The seven-year war between Ukraine and Russia, which is still ongoing, has changed the relationship between the two countries completely and permanently. Since Ukrainian market is now open to EU and China, a competition to dominate this market is soon to become more and more visible. While Russia would want to avoid Ukraine’s EU accession till as long as possible, Moscow will go to even greater lengths to prevent Ukraine’s NATO membership. On its part, not only will NATO be wary of Russian insecurities, but it will also consider the fact that increasing tensions with Moscow might push it towards Beijing, and a possible military alliance between the two military powers might be the greatest challenge for NATO in the coming future. Since Russia has lacked the economic might post the Soviet union’s dissolution, an alliance with China might balance out almost every limitation that Russia and China have in terms of their superpower capabilities. EU on the other hand keeps a close eye on developments in Kyiv too.
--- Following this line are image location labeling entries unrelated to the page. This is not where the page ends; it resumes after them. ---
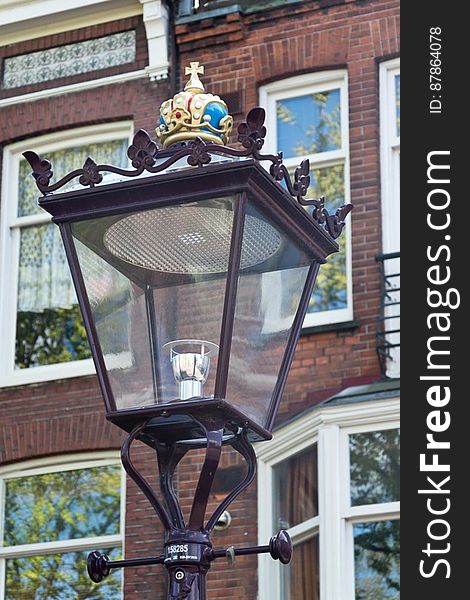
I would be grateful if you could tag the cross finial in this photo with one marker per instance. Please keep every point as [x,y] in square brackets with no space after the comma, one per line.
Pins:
[194,69]
[194,83]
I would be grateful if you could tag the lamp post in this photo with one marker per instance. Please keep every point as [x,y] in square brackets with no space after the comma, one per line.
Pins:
[193,270]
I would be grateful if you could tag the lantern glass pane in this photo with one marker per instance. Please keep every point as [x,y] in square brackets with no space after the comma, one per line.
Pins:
[155,281]
[119,310]
[267,300]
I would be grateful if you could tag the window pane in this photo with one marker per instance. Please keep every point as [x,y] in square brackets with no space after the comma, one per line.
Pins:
[375,466]
[62,506]
[296,489]
[309,124]
[64,161]
[331,287]
[300,580]
[59,577]
[377,560]
[49,326]
[397,104]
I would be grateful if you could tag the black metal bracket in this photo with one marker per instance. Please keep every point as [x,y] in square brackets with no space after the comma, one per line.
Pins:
[279,547]
[187,550]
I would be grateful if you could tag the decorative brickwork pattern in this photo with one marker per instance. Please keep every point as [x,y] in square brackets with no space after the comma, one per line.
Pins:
[70,59]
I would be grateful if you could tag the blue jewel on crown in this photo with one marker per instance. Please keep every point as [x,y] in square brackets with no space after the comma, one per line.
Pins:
[194,113]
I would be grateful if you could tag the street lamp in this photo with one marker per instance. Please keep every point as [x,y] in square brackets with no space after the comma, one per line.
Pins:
[193,271]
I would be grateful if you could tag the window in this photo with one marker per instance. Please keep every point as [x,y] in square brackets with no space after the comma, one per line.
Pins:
[53,515]
[307,117]
[41,328]
[332,480]
[390,190]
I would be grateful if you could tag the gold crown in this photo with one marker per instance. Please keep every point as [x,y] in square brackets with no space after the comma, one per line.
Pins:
[194,113]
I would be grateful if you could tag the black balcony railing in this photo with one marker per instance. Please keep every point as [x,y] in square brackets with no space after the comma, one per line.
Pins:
[388,325]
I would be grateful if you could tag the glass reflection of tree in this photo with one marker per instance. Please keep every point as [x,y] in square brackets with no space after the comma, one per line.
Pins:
[60,506]
[377,557]
[375,467]
[375,478]
[321,135]
[53,335]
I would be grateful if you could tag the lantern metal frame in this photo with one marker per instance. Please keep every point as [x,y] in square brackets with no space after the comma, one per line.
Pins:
[213,422]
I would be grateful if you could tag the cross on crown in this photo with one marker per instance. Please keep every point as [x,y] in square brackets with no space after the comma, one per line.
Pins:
[194,83]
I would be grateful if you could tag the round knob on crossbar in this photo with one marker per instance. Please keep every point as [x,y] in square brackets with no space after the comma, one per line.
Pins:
[97,566]
[280,547]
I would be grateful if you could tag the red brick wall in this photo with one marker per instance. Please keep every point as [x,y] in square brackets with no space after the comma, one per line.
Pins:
[240,53]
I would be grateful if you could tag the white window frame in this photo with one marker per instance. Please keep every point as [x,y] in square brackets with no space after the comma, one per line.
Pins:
[298,86]
[329,427]
[10,225]
[53,465]
[389,157]
[390,195]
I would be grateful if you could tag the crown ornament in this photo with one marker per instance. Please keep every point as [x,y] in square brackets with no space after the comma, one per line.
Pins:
[193,113]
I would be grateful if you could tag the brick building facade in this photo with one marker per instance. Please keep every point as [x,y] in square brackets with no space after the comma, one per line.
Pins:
[51,414]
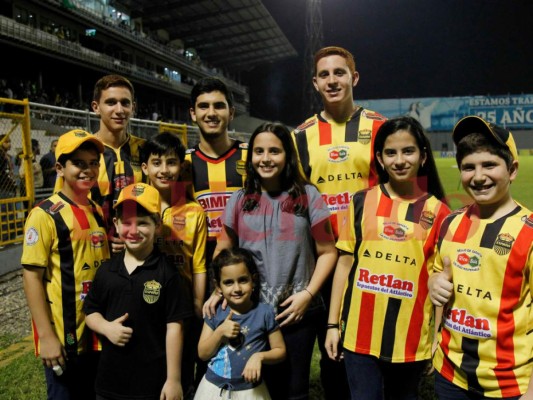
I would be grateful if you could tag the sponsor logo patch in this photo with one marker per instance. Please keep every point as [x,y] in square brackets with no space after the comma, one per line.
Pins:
[503,244]
[32,236]
[97,239]
[55,208]
[240,166]
[468,260]
[426,219]
[364,136]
Although Kyiv is yet to come up with overhauling reforms which would strengthen EUs believe in Ukrainian system, EU member states themselves will need to overcome a sort of internal division, where several member states hope of having a more normal relationship with Moscow. US on its part is expected to align with Turkey and US in bringing Ukraine in close cooperation with EU and NATO and to do everything possible to detach Kyiv from a possible rapprochement with Moscow. It remains to be seen, how other post-Soviet states like Georgia, Armenia and Azerbaijan react to these developments taking place in Ukraine and assimilate this in their own discourse of balancing the west and Russia.